Uomini, come alla Juventus lo sono diventati Buffon, Camoranesi, e David Trezeguet, uomini che si caricano sulle spalle la Juventus ed il sacco delle responsabilità. Finalmente Buffon parla e para, e fin quando para così, può parlare finché vuole, soprattutto all'Olimpico, soprattutto nel tunnel ad un arbitro arrogante che le ramanzine prima di scendere in campo, se le tiene allegramente in tasca, insieme al fischietto. Chiedevamo ad alta voce il ritorno di Gigi, eccolo, serio, concentrato, pochi sorrisi e due parate decisive, una al pronti via e l'altra quando avevano già aggiornato la classifica del girone. Ridiamo a Gigi ciò che è di Gigi, altro che Giulio, altro che Cesare.
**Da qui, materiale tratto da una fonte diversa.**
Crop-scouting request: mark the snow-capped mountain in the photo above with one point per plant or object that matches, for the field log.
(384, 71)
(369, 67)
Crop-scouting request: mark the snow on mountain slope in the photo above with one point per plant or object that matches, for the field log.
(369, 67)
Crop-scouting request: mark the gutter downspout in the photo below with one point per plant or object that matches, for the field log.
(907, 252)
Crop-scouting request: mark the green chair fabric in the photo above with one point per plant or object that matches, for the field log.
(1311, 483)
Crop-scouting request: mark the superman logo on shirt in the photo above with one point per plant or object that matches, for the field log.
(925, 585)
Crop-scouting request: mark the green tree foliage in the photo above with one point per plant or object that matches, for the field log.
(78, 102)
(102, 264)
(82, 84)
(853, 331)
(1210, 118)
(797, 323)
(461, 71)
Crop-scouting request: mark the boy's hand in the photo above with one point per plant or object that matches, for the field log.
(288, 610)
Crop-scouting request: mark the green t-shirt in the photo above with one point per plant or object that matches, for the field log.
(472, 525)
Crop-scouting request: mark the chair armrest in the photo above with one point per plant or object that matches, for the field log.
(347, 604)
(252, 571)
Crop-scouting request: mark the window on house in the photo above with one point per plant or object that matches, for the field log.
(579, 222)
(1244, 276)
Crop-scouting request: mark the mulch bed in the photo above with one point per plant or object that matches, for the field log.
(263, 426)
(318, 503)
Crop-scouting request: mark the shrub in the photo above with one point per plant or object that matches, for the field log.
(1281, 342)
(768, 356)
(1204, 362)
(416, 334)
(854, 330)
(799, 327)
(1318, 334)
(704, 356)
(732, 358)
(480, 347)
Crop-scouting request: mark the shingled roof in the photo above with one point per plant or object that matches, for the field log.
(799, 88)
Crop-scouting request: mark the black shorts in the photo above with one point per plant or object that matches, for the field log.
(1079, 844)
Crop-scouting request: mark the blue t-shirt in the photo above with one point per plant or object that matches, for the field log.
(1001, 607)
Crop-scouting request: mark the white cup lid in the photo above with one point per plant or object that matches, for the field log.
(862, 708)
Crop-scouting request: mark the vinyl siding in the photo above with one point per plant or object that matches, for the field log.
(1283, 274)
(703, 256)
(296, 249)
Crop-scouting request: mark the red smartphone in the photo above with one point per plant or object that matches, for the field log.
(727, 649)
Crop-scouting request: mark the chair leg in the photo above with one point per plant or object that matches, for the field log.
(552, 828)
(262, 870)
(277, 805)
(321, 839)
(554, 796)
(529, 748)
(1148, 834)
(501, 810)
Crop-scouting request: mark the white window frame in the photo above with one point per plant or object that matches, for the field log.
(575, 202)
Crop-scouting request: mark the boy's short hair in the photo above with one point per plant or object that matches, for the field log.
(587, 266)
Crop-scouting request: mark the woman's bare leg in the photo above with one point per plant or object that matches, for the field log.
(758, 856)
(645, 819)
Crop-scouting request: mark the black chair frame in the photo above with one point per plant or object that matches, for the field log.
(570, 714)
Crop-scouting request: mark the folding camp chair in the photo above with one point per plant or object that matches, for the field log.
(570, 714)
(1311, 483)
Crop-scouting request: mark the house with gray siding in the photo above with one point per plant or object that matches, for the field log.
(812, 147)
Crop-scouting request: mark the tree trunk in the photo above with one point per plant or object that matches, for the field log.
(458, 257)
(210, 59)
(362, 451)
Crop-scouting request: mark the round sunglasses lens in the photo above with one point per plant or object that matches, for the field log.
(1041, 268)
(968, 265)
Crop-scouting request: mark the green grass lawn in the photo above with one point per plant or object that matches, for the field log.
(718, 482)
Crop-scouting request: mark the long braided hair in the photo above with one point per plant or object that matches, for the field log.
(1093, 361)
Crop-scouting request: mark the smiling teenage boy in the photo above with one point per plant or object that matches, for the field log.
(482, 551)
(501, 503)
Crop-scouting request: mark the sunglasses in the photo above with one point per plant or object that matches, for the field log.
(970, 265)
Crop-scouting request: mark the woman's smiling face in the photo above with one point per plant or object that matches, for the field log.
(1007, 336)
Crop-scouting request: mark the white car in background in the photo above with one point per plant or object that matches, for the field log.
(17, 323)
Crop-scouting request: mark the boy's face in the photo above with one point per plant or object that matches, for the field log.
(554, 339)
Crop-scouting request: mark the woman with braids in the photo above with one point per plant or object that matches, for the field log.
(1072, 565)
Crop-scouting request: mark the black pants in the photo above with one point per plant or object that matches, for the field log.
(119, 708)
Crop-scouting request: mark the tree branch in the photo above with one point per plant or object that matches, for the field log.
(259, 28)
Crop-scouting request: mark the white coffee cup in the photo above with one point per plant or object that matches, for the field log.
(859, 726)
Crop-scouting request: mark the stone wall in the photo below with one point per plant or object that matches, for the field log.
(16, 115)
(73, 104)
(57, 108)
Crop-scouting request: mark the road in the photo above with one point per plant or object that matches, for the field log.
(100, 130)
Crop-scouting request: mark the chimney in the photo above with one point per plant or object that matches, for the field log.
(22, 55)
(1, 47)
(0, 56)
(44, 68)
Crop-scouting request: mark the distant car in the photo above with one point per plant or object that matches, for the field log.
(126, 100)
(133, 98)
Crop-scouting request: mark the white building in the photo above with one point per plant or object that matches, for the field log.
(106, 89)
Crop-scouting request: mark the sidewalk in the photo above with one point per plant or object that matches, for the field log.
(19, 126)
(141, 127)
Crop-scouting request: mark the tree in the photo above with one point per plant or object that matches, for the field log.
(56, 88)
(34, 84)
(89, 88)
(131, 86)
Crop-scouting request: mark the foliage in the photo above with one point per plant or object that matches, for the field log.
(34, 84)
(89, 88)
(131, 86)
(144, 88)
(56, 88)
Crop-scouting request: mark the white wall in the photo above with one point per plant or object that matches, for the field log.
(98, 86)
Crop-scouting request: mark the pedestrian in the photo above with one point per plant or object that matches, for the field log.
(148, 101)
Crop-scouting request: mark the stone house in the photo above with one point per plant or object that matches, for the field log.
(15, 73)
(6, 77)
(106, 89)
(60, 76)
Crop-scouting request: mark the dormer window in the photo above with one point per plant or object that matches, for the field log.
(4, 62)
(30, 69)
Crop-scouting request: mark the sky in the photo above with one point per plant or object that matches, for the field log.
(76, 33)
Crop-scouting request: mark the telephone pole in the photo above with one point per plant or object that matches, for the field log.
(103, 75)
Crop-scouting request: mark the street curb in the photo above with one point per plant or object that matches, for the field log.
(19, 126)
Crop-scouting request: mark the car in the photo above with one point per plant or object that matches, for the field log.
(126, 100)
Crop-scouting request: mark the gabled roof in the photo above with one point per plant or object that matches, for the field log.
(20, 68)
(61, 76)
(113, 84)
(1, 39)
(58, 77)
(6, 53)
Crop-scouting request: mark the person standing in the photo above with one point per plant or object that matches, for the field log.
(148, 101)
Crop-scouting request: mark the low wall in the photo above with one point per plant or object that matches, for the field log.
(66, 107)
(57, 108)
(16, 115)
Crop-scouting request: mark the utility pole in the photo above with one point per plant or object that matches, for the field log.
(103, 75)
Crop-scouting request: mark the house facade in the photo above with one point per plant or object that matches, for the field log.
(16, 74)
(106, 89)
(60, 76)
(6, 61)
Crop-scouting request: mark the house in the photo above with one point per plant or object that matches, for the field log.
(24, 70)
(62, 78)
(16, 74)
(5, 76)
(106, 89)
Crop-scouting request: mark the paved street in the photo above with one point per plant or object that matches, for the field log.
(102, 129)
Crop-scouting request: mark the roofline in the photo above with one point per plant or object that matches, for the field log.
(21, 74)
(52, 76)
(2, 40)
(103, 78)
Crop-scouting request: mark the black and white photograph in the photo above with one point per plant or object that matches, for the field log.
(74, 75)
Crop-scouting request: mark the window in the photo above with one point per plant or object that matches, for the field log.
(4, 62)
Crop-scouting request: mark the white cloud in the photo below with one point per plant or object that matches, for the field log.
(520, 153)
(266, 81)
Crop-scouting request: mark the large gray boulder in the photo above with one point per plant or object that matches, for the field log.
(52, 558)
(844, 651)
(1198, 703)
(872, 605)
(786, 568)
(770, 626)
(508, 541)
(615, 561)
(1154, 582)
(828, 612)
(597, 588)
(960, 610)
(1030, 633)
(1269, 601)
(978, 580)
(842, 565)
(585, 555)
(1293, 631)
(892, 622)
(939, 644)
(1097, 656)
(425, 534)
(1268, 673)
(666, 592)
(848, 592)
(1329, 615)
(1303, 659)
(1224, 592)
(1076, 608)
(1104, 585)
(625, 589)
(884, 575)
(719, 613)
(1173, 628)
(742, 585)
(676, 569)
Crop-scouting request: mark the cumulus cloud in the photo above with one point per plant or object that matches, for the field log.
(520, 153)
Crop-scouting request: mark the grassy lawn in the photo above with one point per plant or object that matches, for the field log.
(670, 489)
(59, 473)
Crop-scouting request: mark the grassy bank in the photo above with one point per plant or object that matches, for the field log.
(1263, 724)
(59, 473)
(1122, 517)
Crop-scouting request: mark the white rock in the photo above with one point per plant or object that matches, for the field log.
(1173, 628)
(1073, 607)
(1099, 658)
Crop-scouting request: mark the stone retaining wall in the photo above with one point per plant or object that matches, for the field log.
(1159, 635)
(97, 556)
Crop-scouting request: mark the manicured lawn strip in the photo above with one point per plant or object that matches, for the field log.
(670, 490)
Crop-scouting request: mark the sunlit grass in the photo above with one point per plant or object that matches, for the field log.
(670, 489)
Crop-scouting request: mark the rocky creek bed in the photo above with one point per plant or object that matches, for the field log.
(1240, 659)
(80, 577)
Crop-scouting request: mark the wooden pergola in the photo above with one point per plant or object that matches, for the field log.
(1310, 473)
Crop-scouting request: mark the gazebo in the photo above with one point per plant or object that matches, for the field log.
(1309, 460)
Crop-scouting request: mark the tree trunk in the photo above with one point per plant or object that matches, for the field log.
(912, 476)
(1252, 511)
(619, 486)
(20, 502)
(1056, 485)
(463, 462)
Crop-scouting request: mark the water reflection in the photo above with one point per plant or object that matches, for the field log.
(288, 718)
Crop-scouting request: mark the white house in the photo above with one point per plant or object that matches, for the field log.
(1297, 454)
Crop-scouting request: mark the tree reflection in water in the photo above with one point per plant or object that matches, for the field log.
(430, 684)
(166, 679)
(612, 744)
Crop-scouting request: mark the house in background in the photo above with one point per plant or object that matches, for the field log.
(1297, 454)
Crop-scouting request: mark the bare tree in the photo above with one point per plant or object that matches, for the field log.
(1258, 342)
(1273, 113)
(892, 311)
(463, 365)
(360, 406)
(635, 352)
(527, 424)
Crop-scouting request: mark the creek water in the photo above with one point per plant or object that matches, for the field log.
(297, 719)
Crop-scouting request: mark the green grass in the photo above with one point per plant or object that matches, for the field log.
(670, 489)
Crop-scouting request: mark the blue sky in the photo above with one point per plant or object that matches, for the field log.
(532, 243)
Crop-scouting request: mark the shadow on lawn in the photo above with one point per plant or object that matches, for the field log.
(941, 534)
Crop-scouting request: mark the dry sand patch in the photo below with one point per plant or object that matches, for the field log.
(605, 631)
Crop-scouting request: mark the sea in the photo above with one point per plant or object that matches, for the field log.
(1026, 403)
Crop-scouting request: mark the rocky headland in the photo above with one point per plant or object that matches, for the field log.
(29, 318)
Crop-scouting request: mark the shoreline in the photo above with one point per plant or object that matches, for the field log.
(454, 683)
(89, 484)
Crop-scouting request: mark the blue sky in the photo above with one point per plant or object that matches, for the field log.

Il gruppo è importante, così insegna Lippi, fottendosene di masse mormoranti in un dialetto stretto, quando rinuncia, assumendosene i rischi, a convocare fenomeni annunciati; e del gruppo abbiamo bisogno, abbiamo bisogno di gente come Trezeguet, che ha aspettato il suo turno con pazienza, senza un problema, senza una lamentela: ancor più difficile da fare quando per anni sei stato uno dei punti fermi di una grande squadra, una tra i più meritevoli goleador bianconeri, muto al lavoro. E sai che alla fine il lavoro paga, e non fa nulla se non si segna: David è ritornato, perché è cresciuto ed ha imparato come si fa a tornare.

Abbiamo bisogno di lui tanto quanto di Camoranesi che, prima di essere italiano, è juventino, e invece di cantare l'inno di Mameli, fa prima a stonare la storia di un grande amore. Stasera non ha solo giocato a pallone, stasera era uno di quei paletti che sostengono il muro, stasera non ha fatto solo una strepitosa partita, l'ha semplicemente vissuta per sé ed anche per gli altri. L'ho visto in fascia, l'ho visto spomparsi per 90 minuti, l'ho visto fare il regista, il mediano, l'ho visto fare il mago stasera. Un po' strafottente, mezzo argentino, ma uomo prima del resto.

Ed allora Felipe piangi tranquillo, hai tempo per crescere ed hai tempo per capire che sei arrivato in un grande gruppo, un gruppo che viene da lontano, che è riuscito a conservare i valori nonostante tutto, il gruppo ed una sua parte, che va ancora in tribuna a tifare e dai tifosi viene festeggiato, perché quella zazzera bionda si vede anche dalla curva, e perché alla Juventus non si lavora, alla Juventus si vive, si vive, si cresce e si diventa uomini, piangendo e ridendo. Piangi tranquillo, perché avrai tempo di ridere.